青は、藍(アヰ)と語源を同じくし「はっきりしない」という意味で白の対義語として生まれたと考えられています。
最後に白は、「はっきりした」という意味の「シル(顕)し」から転じて白になったのだとか。
和色3月納品1
太陽の運行で変化する明るさを示す「赤」と「黒」が対で、はっきりした様子を現す「白」と曖昧な色を指す「青」が対になっていたそうです。それがやがて高い彩度を現す赤が明度の高さを表す表現の白と入れ替わり、「白黒付ける」といったような風に黒と白がペアになったと考えられているようです。個々の色の違いより、時間の変化を示す光の強さや明るさが先に概念として認識されていったのですね。

平安時代頃まで、黄色は赤の仲間として扱われた

言葉として黄色が独立するのは他の色より少し後になります。奈良時代の日本は中国文化を真似て都市計画を行ったり寺院を建立したり、仏教文化が栄えた時代でもありました。
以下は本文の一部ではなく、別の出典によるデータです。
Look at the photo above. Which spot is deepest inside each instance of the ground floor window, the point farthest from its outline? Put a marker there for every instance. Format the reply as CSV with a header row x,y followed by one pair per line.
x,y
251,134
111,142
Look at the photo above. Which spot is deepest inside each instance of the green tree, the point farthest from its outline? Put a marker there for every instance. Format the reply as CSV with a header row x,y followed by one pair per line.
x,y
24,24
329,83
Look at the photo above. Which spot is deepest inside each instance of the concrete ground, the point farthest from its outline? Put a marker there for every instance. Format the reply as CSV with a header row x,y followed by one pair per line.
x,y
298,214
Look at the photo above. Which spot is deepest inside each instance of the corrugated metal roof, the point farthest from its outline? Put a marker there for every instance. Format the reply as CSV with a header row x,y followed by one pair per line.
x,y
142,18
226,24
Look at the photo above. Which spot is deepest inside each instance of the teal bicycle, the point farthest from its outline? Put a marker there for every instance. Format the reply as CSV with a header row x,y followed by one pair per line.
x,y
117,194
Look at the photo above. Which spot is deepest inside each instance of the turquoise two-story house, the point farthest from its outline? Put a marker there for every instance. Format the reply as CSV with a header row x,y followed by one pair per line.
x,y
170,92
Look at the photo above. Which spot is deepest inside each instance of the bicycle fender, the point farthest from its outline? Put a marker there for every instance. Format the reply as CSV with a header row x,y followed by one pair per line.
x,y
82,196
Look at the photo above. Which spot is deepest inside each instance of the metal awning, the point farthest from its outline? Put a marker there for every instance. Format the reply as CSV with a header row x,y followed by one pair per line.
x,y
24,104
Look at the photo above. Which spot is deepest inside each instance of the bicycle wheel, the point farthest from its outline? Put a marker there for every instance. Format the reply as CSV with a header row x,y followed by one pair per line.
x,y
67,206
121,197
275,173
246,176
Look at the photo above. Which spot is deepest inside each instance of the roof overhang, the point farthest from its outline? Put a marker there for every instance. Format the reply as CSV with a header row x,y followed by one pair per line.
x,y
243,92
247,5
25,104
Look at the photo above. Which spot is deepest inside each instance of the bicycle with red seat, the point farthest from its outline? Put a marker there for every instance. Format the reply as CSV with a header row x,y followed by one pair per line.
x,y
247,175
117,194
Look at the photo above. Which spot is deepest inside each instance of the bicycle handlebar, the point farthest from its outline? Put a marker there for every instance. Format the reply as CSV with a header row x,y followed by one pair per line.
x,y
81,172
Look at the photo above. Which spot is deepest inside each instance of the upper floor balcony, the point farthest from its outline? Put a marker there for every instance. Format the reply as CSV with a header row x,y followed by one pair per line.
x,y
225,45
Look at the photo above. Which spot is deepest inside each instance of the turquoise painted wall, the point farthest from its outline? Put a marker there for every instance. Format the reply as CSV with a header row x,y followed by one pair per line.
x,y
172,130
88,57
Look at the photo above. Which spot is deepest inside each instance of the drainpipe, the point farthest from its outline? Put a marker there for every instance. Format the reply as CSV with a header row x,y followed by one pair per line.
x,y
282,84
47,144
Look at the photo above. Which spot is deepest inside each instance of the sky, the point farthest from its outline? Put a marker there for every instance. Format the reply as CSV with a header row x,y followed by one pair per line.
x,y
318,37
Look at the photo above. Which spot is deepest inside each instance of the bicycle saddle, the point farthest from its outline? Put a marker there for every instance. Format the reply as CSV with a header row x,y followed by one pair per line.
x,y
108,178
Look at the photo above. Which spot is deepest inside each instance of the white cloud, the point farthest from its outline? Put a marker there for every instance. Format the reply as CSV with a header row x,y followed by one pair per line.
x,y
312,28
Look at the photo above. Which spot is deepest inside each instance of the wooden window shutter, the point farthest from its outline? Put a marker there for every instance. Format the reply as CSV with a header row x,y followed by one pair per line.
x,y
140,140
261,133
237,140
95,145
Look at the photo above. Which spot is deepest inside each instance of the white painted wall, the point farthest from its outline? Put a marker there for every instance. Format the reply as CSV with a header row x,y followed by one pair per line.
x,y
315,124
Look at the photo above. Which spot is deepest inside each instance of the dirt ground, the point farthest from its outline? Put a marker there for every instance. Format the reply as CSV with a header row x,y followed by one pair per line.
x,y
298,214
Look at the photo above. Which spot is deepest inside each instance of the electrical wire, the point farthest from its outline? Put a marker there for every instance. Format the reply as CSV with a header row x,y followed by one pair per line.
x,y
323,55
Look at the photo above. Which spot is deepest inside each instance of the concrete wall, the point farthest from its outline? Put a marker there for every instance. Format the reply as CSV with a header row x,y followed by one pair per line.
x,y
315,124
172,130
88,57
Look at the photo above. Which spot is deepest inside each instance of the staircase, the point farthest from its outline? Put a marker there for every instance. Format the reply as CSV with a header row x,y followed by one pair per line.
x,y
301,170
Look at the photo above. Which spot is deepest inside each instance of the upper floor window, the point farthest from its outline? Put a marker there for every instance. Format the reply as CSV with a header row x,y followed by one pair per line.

平城京は中国の都市、長安を模して造られたため、青(緑)の瓦と白い壁に朱塗りの柱というコントラストのはっきりしたカラーリングでした。奈良時代から平安頃の仏教美術は赤、青、緑の光の三原色が基調となっていたようで、復元された平等院鳳凰堂などにその当時の様子がうかがえます。
和色3月納品2
もちろん「黄色」その物は存在していたのですが、最初は「黄色」という独立した色としてではなく「淡い赤」という扱いだったそうです。古代の文献などで、黄という字が入っても黄色ではなく実際は赤を指している例が珍しくないのだとか。確かに、黄色っぽいオレンジだと人によって「赤」とするか「黄色」とするか判断に迷うかもしれませんね。

日本の黄色の代表の1つ、山吹。別名は「日本のバラ」

さて、日本の花で黄色の代表の1つが山吹です。24色の色鉛筆で濃いめのオレンジよりの黄色が「やまぶき色」となっているのでおなじみの色ではないかと思います。現在では黄色の花と言えば、チューリップや菜の花が挙げられる事もありますが、古い時代の日本で黄色といえばこの花の色でした。山吹の鮮やかな黄色は古代の日本人にも好まれ、万葉集にも山吹の事が詠まれた歌があります。チューリップはもちろん、菜の花の黄色を「菜の花色」と呼んで色の名前とするのは、山吹よりずっと後、近代になってからなのだそうですよ。
和色3月納品3
ちなみに山吹の花はイギリスでは「イエロー・ローズ」とか「ジャパン・ローズ」と呼ばれているのだそうです。山吹がバラ?と驚きそうですが実際にバラ科の植物です。山吹には八重咲きの物があるのですが、ヨーロッパには最初にそちらが長崎の出島経由で持ち込まれたそうですよ。1805年にはイギリスの植物学者ウィリアム・カーが、中国にも分布している山吹をイギリスに持ち帰り国立植物園に持ち込んだ事で学名が「Kerria japonica」となりました。Kerriaはウィリアム・カーの名前にちなんだ言葉で、japonicaは「日本の」という意味になります。イギリスに持ち込まれた山吹は丈夫で綺麗な花が咲くので、あっという間に広まって庶民の家の庭でも見られるようになったそうですよ。意外な所で「日本のバラ」として親しまれているのですね。
山吹の開花時期は4~5月です。日本全国に分布している花ですので、よく見ると身近な場所で咲いているかもしれませんね。